The employees and contractors — more than two dozen in all — were fired over the last year amid a long internal investigation at Meta, the Wall Street Journal’s Kirsten Grind and Robert McMillan report. Some workers at Meta allegedly accepted bribes from hackers who wanted access to accounts, they report.

“Some of those fired were contractors who worked as security guards stationed at Meta facilities and were given access to the Facebook parent’s internal mechanism for employees to help users having trouble with their accounts,” they write, citing documents and people familiar with the matter. “The mechanism, known internally as ‘Oops,’ has existed since Facebook’s early years as a means for employees to help users they know who have forgotten their passwords or emails, or had their accounts taken over by hackers,” they write.

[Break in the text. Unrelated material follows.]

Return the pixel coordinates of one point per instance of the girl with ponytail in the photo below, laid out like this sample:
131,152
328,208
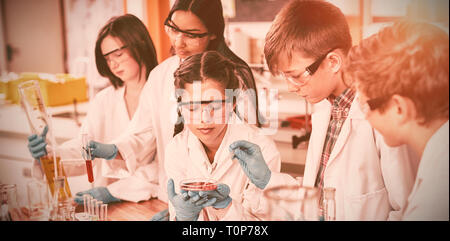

Meta spokesman Andy Stone told the Wall Street Journal that “individuals selling fraudulent services are always targeting online platforms, including ours, and adapting their tactics in response to the detection methods that are commonly used across the industry,” adding that Meta “will keep taking appropriate action against those involved in these kinds of schemes.”

Dozens of state AGs ask FTC to consider stronger data security rules

A bipartisan group of 33 state attorneys general told the Federal Trade Commission that private firms’ practices of collection of location data, biometric data and medical data poses risks to consumers, and that the FTC should look to some states that require that businesses limit the personal data that they collect. The attorneys general wrote that they’re “concerned about the alarming amount of sensitive consumer data that is amassed, manipulated, and monetized.”

The letter came in the final days before an agency deadline for comments on an advance notice of proposed rulemaking for commercial surveillance and data security rules.

Google wins Russian botnet hack suit and attorney sanctions (Law360)

Amazon poaches top National Cyber Security Centre exec Levy (Sky News)

Texas signals potential changes to cybersecurity policies (StateScoop)

  • Elizabeth Kolmstetter is joining the Cybersecurity and Infrastructure Security Agency as its first chief people officer. Kolmstetter previously led NASA’s workforce engagement division.
  • Doreen Bogdan-Martin, the newly elected secretary general of the International Telecommunication Union, and National Archives and Records Administration innovation chief Pamela Wright speak at an American University event today at 8:30 a.m.